By Michael Baadke
Lady Bird Johnson, the wife of President Lyndon Baines Johnson, was born Claudia Alta Taylor in Karnack, Texas, on Dec. 22, 1912.
She came to be known as Lady Bird as an infant, and the nickname remained with her throughout her life.
Lady Bird graduated third in her high school class in 1928, at age 15, and studied at St. Mary’s Episcopal College for Women and at the University of Texas, graduating with a history degree in 1933, and earning a degree in journalism in 1934.
The following year she met and married Lyndon Johnson, a Congressional worker with political ambitions. She supported his run for Congress in 1937 and his subsequent campaigns.
Daughter Lynda Bird Johnson was born in 1944, and Luci Baines Johnson was born three years later.

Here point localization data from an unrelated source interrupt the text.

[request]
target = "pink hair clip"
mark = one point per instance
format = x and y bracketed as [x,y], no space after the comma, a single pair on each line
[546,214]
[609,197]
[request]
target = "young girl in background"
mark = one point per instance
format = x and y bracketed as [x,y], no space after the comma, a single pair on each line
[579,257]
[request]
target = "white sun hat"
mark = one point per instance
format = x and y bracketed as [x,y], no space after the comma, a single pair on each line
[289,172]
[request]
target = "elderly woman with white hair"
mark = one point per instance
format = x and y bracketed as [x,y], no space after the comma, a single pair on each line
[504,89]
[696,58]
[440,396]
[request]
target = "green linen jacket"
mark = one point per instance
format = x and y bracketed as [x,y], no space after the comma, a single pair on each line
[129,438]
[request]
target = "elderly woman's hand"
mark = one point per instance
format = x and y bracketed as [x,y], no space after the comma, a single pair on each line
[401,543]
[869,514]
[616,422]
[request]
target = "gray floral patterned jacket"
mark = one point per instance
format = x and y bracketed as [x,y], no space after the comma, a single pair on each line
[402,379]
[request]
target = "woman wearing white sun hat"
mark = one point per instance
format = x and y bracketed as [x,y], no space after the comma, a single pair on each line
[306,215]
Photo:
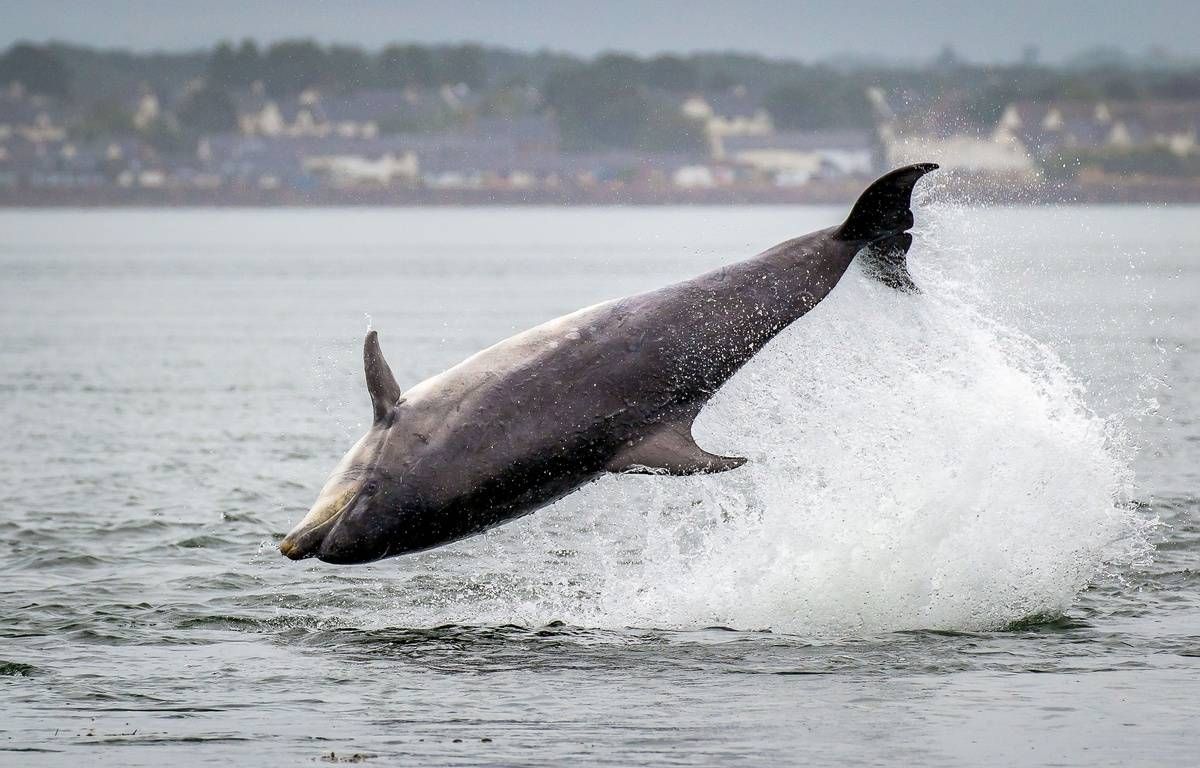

Lyndon Johnson was elected vice president with John F. Kennedy in 1960. When President Kennedy was assassinated Nov. 22, 1963, Johnson became president, and Lady Bird became first lady.
During her years in the White House, from 1963 to 1969, Lady Bird was deeply involved in environmental issues and campaigned for the Highway Beautification Act, which was signed into law in 1965.
Lyndon Johnson died in 1973, and Lady Bird continued her environmental efforts, founding the National Wildflower Research Center in 1982.
She died at age 94 in 2007.
A pane of six stamps honoring Mrs. Johnson was issued Nov. 30, 2012, with five forever stamps reproducing the designs of Beautification of America stamps issued in 1966 and 1969, and the sixth showing the official White House portrait of Lady Bird (Scott 4716).